# Ищу ноты - Вальс-Танго



## olesa (8 Фев 2015)

Французский аккордеон – Вальс-Танго 
Подскажите пожалуйста, где можно найти ноты.


----------



## olesa (10 Фев 2015)

Если у кого то есть ноты к этому вальсу поделитесь, пожалуйста. 

Вот моя почта, заранее спасибо!

[email protected]


----------



## Ruslan92 (20 Фев 2015)

как раз сейчас снимаю эти ноты думаю скоро управлюсь


----------



## VikVlDem (20 Фев 2015)

Ruslan92 (20.02.2015, 21:23) писал:


> как раз сейчас снимаю эти ноты думаю скоро управлюсь


Руслан, если можно поделитесь тогда и со мной. эл. адрес - [email protected] Буду очень рад и благодарен.


----------



## Y.P. (21 Фев 2015)

И мне тоже! Пришлите пожалуйста: [email protected]


----------



## vev (21 Фев 2015)

Если не сложно, то и мне на [email protected]


----------



## MAN (22 Фев 2015)

vev (21.02.2015, 12:28) писал:


> Если не сложно, то и мне на [email protected]


Однако! А Вы, Евгений, подкинули этой просьбой очередную головоломку для моей не вполне здоровой, видимо, головы.
Вспомнились Ваши недавние слова: vev (19.01.2015, 09:32) писал:


> По-моему, не любой набор звуков может называться музыкой, даже если он собран воедино композитором.


Кстати, а кто-нибудь может назвать имя того, кто собрал воедино этот слащавый набор звуков, нотную запись которого здесь спрашивает очаровательная девушка в венке из ромашек?


----------



## vev (22 Фев 2015)

*MAN*, 
Ой, Александр. ... Оно, конечно, не второй концерт Рахманинова, но по крайней мере некая мелодическая основа есть и эта основа напоминает любимую мной французскую эстраду. Слаб человек  И я не исключение


----------



## MAN (22 Фев 2015)

vev (22.02.2015, 11:50) писал:


> Ой, Александр. ... Оно, конечно, не второй концерт Рахманинова, но по крайней мере некая мелодическая основа есть и эта основа напоминает любимую мной французскую эстраду.

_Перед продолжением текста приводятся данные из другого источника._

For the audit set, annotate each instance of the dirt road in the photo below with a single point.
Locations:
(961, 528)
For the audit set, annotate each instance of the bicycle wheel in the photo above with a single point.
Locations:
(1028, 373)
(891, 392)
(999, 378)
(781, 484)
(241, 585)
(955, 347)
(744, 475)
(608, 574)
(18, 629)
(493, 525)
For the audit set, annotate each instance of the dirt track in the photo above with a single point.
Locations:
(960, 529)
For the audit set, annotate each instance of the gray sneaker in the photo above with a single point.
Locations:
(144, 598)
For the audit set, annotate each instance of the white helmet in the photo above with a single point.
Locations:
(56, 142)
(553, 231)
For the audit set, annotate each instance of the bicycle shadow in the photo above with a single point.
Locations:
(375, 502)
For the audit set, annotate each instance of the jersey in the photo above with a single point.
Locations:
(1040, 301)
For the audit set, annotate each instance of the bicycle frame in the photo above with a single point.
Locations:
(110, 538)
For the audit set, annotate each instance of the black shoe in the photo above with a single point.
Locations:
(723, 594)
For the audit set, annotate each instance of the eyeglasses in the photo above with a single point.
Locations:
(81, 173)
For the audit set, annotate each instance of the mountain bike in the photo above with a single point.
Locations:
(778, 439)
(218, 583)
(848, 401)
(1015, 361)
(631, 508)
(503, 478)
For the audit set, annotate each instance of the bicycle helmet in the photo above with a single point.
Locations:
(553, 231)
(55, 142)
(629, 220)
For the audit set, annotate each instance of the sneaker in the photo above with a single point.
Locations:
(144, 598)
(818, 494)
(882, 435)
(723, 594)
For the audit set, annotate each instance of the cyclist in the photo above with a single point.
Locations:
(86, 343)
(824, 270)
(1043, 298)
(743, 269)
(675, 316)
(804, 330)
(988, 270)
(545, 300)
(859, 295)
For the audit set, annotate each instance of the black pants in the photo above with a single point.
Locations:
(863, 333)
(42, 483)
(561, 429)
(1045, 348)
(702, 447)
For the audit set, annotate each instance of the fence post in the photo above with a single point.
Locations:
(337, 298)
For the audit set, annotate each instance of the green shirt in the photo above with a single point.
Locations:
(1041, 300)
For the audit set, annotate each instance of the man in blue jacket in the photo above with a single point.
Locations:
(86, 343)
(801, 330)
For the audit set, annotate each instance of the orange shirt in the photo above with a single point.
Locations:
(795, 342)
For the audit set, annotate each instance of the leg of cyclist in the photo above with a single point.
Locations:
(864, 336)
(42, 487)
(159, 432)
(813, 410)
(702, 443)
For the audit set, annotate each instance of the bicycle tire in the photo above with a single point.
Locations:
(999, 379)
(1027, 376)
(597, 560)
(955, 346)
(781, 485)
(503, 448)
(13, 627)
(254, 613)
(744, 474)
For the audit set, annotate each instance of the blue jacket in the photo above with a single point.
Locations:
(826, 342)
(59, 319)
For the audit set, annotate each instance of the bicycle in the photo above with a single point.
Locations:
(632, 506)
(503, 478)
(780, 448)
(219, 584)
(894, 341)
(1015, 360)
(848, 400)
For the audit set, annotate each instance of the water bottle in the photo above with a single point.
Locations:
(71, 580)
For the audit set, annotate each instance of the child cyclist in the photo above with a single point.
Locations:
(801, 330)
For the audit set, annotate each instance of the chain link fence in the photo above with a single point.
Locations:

 Рахманинов вроде бы тут действительно ни при чём, а вот у Георгия Свиридова из романса к кинофильму по Пушкинской "Метели" автор этого "а ля франсе" мелодическую, а заодно и гармоническую основу, как мне кажется, и... позаимствовал. Только на вальсовый размер и ритм их перекроил, благодаря чему из прекрасной музыки получился так себе вальсок, сам по себе достаточно безликий, но привлекающий к себе "слабых человеков" блестящими осколками разбитого оригинала.


----------



## vev (22 Фев 2015)

*MAN*, 

Не знаю, не знаю... Свиридовский вальс мне более, чем известен (поигрываю на досуге). Я ничего особенно схожего не вижу


----------



## MAN (22 Фев 2015)

vev (22.02.2015, 22:32) писал:


> Свиридовский вальс мне более, чем известен (поигрываю на досуге). Я ничего особенно схожего не вижу


 А Вы начните ради прикола сравнительный анализ с коротенького фрагментика: попробуйте сыграть "та-та, та-та...", а потом "та-та-та-та, та-та..." теми же самыми тремя нотками соль, #соль и фа...
P.S. А впрочем Вы ведь пишете про вальс, а я говорю о романсе Свиридова к повести "Метель". Это разные произведения.


----------



## olesa (25 Фев 2015)

Кстати, а кто-нибудь может назвать имя того, кто собрал воедино этот слащавый набор звуков, нотную запись которого здесь спрашивает очаровательная девушка в венке из ромашек?[/quote]
АлексMAN, Это я Олеся, как не прятала гармонь под венком думаю вы меня узнали. Аватарки с аккордеоном не нашлось. А вот Вальс мне очень нравится, нравятся мне и простые произведения, особенно малоизвестные и незаигранные. Пусть слащавый. .. сладенькое мы любим, не единым Бахом жив музыкант... тем более любитель.


----------



## MAN (25 Фев 2015)

olesa (25.02.2015, 13:09) писал:


> Это я Олеся, как ни прятала гармонь под венком, думаю вы меня узнали.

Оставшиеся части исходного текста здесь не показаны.